Norbert Schneider, Peter Fölsch
1. Allgemeines
Rz. 30
Außergerichtliche Verhandlungen gehören zum Rechtszug bzw. zum Verfahren. Nr. 2 ist in allen Rechtszügen und Verfahren anzuwenden (zum Anwendungsbereich des Abs. 1 vgl. Rdn 5 ff.). Die Vorschrift erfasst aber nur diejenigen außergerichtlichen Verhandlungen, die den Gegenstand der Angelegenheit, also des Rechtszugs bzw. des Verfahrens betreffen. Dabei muss es sich allerdings nicht um anhängige Gegenstände handeln. Auch nicht anhängige Gegenstände, die im Zusammenhang mit den anhängigen Gegenständen besprochen werden, gehören hierzu, also sog. Mehrwertverhandlungen, die zum Abschluss eines Mehrwertvergleichs führen sollen.
2. Auftrag
Rz. 31
Auf Nr. 2 kommt es nur an, soweit dem Rechtsanwalt ein Auftrag zur Vertretung im Rechtszug bzw. Verfahren erteilt ist. Dann erhält der Rechtsanwalt die Verfahrensgebühr insgesamt nur einmal. Dabei können aber die außergerichtlichen Verhandlungen für die Verfahrensgebühr VV 3101 gebührenauslösend sein.
Liegt dem Rechtsanwalt ein solcher Auftrag vor und führt er außergerichtliche Verhandlungen durch, löst dies die Verfahrensgebühr VV 3100, 3101 innerhalb dieses Auftrags aus. Besteht ein solcher Auftrag nicht, sondern ist der Rechtsanwalt nur mit außergerichtlichen Verhandlungen beauftragt, erhält er hierfür eine Vergütung nach VV Teil 2 (in der Regel VV 2300).
Rz. 32
Wird der Anwalt zunächst mit der außergerichtlichen Vertretung beauftragt und beschränkt sich der Auftrag nur auf diese Angelegenheit, bleibt ihm die Gebühr nach VV 2300 auch dann erhalten, wenn ein weiterer Auftrag hinzukommt, die Ansprüche oder Restansprüche nunmehr gerichtlich durchzusetzen. Es handelt sich bei dieser Konstellation um zwei Angelegenheiten.

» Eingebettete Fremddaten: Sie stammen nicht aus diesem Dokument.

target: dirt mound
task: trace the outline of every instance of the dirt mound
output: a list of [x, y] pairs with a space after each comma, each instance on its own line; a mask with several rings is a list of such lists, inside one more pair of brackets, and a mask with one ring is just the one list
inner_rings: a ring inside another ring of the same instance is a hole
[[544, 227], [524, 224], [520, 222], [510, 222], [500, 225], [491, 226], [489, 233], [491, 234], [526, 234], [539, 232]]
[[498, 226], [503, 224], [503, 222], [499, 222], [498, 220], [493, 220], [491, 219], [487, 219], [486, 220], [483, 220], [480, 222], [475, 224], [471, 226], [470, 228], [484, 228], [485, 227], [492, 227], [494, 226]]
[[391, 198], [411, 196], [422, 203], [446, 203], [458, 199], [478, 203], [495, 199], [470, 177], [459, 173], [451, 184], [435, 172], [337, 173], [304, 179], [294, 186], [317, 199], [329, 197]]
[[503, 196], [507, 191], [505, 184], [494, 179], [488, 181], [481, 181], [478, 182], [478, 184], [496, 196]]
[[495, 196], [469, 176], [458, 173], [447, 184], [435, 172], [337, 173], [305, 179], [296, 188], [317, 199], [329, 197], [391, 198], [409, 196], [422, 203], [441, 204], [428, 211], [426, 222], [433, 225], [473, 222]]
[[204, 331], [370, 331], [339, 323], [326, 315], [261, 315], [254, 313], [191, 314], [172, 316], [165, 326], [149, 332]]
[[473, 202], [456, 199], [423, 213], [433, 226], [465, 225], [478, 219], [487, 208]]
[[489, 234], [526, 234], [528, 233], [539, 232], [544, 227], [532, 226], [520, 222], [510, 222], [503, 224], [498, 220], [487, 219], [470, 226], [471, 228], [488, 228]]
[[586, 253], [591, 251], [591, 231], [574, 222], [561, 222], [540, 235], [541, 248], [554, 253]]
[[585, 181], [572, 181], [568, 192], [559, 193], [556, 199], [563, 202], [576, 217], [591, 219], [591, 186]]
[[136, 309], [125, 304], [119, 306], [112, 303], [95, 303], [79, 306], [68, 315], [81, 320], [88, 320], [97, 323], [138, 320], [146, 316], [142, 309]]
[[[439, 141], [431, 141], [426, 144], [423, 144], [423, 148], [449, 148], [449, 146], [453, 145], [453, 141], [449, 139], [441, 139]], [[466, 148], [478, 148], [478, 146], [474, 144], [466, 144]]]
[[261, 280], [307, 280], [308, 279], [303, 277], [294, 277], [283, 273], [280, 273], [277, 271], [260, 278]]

3. Gebühren bei außergerichtlichen Verhandlungen
Rz. 33
Außergerichtliche Verhandlungen in der Form von mündlichen bzw. fernmündlichen Besprechungen begründen die Terminsgebühr nach VV Vorb. 3 Abs. 3 S. 3 Nr. 2, wenn dem Rechtsanwalt ein Auftrag zur Vertretung im Sinne von Teil 3, insbesondere ein Prozessauftrag erteilt wurde. Eine Anhängigkeit ist nicht erforderlich. Im Übrigen sind außergerichtliche Verhandlungen durch die Verfahrensgebühr (VV 3100) abgegolten. Führen die außergerichtlichen Vergleichsverhandlungen vor Klageeinreichung zu einem Erfolg, reduziert sich die Verfahrensgebühr nach VV 3101 Nr. 1 auf 0,8.
Rz. 34
Ist dem Rechtsanwalt dagegen ein Auftrag zur außergerichtlichen Vertretung erteilt, werden die Verhandlungen mit der Geschäftsgebühr nach VV 2300 abgegolten, was sich dann in der Rahmenhöhe niederschlagen kann (vgl. § 14 Abs. 1).
Rz. 35
Wird aufgrund der Verhandlungen ein Vergleich geschlossen, erwächst zusätzlich die Einigungsgebühr nach VV 1000, 1003 oder 1004.
4. Außergerichtliche Mediation bzw. gerichtliche Güteverhandlung
Rz. 36
Außergerichtliche Verhandlungen können auch in einer außergerichtlichen Mediation stattfinden. Ob es sich aber bei einer außergerichtlichen Mediation noch um eine Vorbereitungs-, Abwicklungs- oder Nebentätigkeit handelt, ist allerdings zu bezweifeln. Abs. 1 zielt grundsätzlich nur auf Tätigkeiten von eher geringem Umfang ab. Anwaltliche Tätigkeiten haben aber in Bezug auf außergerichtliche Mediationen einen deutlich höheren Umfang, bedenkt man, dass außergerichtliche Mediationen oftmals mehrstündig an mehreren Verhandlungstagen stattfinden. Hinzuzusetzen sind vorbereitende Schriftsätze einschließlich des Abschlusses einer Mediationsvereinbarung (zur Güteverhandlung vor dem Güterichter vgl. Rdn 61).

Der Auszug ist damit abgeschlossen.